Making sense of scores generated by assessment

Assessment data can provide lots of useful information about your pupils. But, with so many technical terms - standardised scores, normal distribution, confidence intervals, and so on - it can be tricky to navigate. So what do they all mean?

What are raw scores?

You may well remember getting ‘7 out of 10’ for a primary school spelling test, or ‘63%’ for a secondary maths test. Such scores, known as raw scores, are readily understandable and useful in indicating what proportion of the total marks a person has gained in a test. However, raw scores do not account for factors such as the difficulty of a test or performance relative to other test takers. This makes them less useful in enabling teachers to compare pupils’ performance meaningfully between one test and another, and to monitor progress over a period of time. In cases where a comparison is to be made to a cohort as a whole, it is often more useful to use a standardised score.

What are standardised scores?

Standardised scores enable test-takers to be compared with a large, nationally representative sample that has taken the test prior to publication.

As standardised scores are converted onto a common scale they enable meaningful comparisons between scores from other standardised tests. Standardised scores from most educational tests cover the same range, from 70 to 140 with the average standardised score usually set at 100, irrespective of the difficulty of the test.

Standardised scores are an example of a norm-referenced assessment. This is an assessment where pupils are assessed in comparison with the performance of other pupils. ‘Norm’ groups (e.g. the samples with which pupils are compared) are usually ones in which the scores have a normal distribution – they are distributed in a ‘normal’ or ‘bell-shaped’ curve.

When we describe standardised scores, we often use the terms ‘average’, ‘above’ or ‘below average’. In order to make a slightly more useful distinction these terms can be used:

Pupils scoring

Their performance is

Below 70
Much below average
70 – 84
Below average
85 – 94
Low average
95 – 105
Average
106 – 115
High average
116 – 130
Above average
131+
Much above average


All pupils scoring between 85 and 115 are demonstrating a broadly average performance.

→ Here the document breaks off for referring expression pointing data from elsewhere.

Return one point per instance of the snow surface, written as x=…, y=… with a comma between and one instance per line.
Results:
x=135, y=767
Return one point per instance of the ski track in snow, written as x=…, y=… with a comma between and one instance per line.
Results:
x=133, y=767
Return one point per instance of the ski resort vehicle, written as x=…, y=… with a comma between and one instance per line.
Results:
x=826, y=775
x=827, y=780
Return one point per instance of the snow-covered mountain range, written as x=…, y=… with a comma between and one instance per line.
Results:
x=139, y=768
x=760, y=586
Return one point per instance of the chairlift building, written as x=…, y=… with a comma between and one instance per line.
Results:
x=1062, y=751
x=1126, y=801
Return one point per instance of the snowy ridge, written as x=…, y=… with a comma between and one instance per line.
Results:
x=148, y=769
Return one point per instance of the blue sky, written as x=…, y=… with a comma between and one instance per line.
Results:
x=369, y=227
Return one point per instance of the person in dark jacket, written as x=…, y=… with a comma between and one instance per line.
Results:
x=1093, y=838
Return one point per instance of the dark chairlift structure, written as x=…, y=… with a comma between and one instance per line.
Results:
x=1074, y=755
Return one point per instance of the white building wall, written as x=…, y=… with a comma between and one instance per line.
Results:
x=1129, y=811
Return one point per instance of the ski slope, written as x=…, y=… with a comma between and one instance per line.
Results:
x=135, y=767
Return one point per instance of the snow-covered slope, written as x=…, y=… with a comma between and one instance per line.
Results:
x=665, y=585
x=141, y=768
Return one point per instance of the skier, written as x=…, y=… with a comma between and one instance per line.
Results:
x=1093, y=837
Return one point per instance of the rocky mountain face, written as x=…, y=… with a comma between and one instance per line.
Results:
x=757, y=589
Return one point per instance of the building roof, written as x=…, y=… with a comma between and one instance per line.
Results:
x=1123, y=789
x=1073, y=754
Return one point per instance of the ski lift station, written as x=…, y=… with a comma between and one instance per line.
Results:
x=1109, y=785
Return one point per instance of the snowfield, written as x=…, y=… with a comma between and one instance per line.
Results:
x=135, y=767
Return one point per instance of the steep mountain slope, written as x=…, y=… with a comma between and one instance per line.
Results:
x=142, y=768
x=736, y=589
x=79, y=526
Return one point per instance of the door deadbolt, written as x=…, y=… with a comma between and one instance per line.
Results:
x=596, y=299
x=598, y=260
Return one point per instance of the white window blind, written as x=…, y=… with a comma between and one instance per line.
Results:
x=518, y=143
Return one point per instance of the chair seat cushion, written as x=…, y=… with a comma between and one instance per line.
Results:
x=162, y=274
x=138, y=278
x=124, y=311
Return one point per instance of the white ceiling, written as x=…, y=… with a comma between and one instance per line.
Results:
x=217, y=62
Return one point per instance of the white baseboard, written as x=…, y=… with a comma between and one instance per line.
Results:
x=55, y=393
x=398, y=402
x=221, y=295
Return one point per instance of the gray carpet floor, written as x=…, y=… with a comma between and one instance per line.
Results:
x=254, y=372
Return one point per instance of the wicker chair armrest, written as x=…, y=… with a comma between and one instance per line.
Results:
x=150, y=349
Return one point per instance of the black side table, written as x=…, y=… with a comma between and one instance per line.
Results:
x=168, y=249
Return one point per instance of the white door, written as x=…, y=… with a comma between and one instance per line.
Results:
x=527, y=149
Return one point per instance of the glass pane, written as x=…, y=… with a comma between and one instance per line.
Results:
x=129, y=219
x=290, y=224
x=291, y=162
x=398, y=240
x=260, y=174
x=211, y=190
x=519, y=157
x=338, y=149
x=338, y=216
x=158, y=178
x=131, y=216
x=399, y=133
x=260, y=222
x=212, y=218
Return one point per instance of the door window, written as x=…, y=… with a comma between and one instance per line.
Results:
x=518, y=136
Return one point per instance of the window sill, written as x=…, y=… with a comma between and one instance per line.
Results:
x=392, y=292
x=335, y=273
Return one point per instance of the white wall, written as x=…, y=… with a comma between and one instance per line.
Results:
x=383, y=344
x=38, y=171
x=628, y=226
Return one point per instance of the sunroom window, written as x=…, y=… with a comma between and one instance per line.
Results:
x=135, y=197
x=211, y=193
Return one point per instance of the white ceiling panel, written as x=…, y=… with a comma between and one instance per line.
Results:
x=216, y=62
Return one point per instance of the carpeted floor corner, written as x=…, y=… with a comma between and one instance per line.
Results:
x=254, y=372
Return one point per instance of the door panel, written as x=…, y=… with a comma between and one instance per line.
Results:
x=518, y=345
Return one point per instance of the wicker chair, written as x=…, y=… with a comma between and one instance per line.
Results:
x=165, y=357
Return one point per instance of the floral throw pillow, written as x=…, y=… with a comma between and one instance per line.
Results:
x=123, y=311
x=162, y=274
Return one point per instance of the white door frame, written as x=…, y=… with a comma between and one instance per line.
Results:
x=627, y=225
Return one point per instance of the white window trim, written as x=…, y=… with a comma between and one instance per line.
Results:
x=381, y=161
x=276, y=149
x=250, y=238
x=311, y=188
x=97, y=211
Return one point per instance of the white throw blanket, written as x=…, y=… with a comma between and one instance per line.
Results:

If the distribution is normal, this is expected to be around about two-thirds of the population.

With standardised scores it is possible to make comparisons between a pupil’s score and the national average, a pupil’s performance in different subjects (e.g. whether they are performing similarly in both maths and English), a pupil’s performance from one test to another and a pupil’s performance relative to different pupils from, say, the same class.

However, as no single assessment can cover all aspects of a curriculum, even a pupil’s standardised score may not be their ‘true’ score. To get around this, rigorously developed tests such as those published by NFER, provide confidence intervals or bands. These tell us the range in which a pupil’s ‘true score’ is (say, 90% of the time) likely to fall. To give one real-life example, on one year 4 reading test, a standardised score of 108 has a 90 percent confidence interval of -5/+4, meaning a nine-in-ten chance that the ‘true’ score is between 103 (i.e. 108-5) and 112 (i.e. 108+4).

What are scaled scores?

Scaled scores show whether a pupil has met an expected standard or not. This is different to the 100 in a standardised test, where 100 represents the average during the standardisation. For England’s National Curriculum Tests, the score of 100 represents the threshold of the expected standard, not the national average on the test. If a pupil scores 100 or above, they have achieved the expected standard. If they score lower than 100, they have not met the expected standard and are still working towards it.

Scaled scores are an example of a criterion-referenced assessment. This is an assessment where pupils are assessed against a criterion or set of criteria rather than evaluating them in comparison with the performance of other pupils. The criteria represent a level of expertise or mastery of skills or knowledge.

What are age-related expectations and age-standardised scores?

Age-related expectations identify what is expected of a pupil by a specified age or year group. In the national curriculum, there is a set standard of expectation which is defined by threshold descriptors indicating what a pupil should be able to do by the end of key stage 2.

These age-related expectations are examples of criteria that pupils are expected to meet and should not be confused with age-standardised scores which come from norm-referenced assessments.

Almost invariably, in ability tests taken in the primary and early secondary years, on average older pupils achieve slightly higher raw scores than younger pupils. However, age-standardised scores are derived in such a way that the ages of the pupils are taken into account by comparing a pupil’s standardised score with others of the same age (in years and months) in the nationally representative sample. Thus a younger pupil may gain a lower raw score than an older pupil, but have a higher standardised score. This is because the younger pupil is being compared with other younger pupils in the reference group and has a higher performance relative to his or her own age group. 

 

 

Standardised score

Age-standardised score

Scaled score

Age-related expectations

Description

This is a score that is converted onto a common scale so that the achievement of pupils can be compared directly. They are useful for comparing attainment of pupils who took different versions of a test or for monitoring relative progress. 
These are scores that allow for differences in the age of pupils taking the same test. These are derived in such a way that the ages of the pupils are taken into account by comparing a pupil’s standardised score with others of the same age (in years and months) in the nationally representative sample.
The score shows whether a pupil has met an expected standard or not.
These describe what is expected of a pupil by a specified age or year group. For example, for the national curriculum, these are the threshold descriptors indicating what a pupil should be able to do by the end of key stage 2.

Norm Or Criterion-referenced?

Norm-referenced
Criterion-referenced

Use of 100

The average standardised score is usually set at 100, irrespective of the difficulty of the test. Standardised scores for most educational tests cover the same range, from 70 to 140.

 

The score of 100 represents the threshold of the expected standard. If a pupil scores 100 or above, they have achieved the expected standard. If they score lower than 100, they have not met the expected standard and are still working towards it.
The threshold for the expected standard can be mapped to standardised OR scaled scores. In NFER tests, for example, the expected standard on the summer term tests is mapped to standardised scores.